If the women do not exactly become Guthrie, they are integral to the fabric of the show, and Cat Greenfield and Julie Rowe harmonize soulfully on such songs as “Worried Man” and “Ludlow Massacre.” But the discovery of this production may be The Lubben Brothers – Joshua, Michael and Tom – local triplets who comprise the band with astonishing, though low-key, virtuosity. They try to stay in the background, but it is hard to take your eyes off of them. Here’s hoping that Dramaworks finds other ways to showcase the three of them in the future.
Directing the production is Bruce Linser, who molds the ensemble into evocative stage pictures – a moving freight train, a migrant camp, a Bowery bar – that help the narrative arc.
Scenic designer Michael Amico places it all inside a rustic barn-like structure, with WPA-like murals painted on its wooden planks. Performers change personas with the slightest change of costume pieces by the resourceful Brian O’Keefe and the song lyrics arrive with a welcome clarity thanks to Brad Pawlak’s soundscape.

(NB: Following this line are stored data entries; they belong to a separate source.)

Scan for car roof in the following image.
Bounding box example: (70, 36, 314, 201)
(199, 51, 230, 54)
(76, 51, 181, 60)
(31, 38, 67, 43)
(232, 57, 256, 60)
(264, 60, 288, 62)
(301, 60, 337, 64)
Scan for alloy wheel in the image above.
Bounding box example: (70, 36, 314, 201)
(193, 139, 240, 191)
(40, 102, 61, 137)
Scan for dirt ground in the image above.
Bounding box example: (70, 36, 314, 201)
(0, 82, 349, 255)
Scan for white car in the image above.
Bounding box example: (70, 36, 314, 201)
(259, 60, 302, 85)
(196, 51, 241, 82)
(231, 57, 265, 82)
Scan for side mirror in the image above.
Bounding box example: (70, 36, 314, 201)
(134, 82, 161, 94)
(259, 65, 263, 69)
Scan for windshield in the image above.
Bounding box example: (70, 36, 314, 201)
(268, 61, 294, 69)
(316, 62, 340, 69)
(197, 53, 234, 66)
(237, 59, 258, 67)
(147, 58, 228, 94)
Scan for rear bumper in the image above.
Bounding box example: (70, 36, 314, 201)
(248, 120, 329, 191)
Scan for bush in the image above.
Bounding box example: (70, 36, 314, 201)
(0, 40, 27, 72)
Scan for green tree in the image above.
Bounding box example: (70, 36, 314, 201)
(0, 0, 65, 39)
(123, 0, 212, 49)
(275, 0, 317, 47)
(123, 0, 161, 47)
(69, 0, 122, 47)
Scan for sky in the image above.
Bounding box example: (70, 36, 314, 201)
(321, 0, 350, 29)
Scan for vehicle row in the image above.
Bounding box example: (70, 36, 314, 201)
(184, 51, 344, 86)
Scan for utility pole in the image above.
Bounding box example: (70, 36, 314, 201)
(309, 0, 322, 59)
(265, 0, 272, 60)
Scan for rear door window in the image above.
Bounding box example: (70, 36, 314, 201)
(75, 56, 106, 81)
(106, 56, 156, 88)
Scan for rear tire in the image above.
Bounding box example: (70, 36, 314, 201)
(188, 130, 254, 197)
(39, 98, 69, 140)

The second act largely gives up on the Guthrie biography, settling instead for a jam session in that Bowery bar. But when the songs themselves have so much drama, little theatrical construct is needed. And when the audience is cajoled into singing and clapping along, we do so willingly, further proof that Guthrie’s musical output from a bygone era still live with vitality today.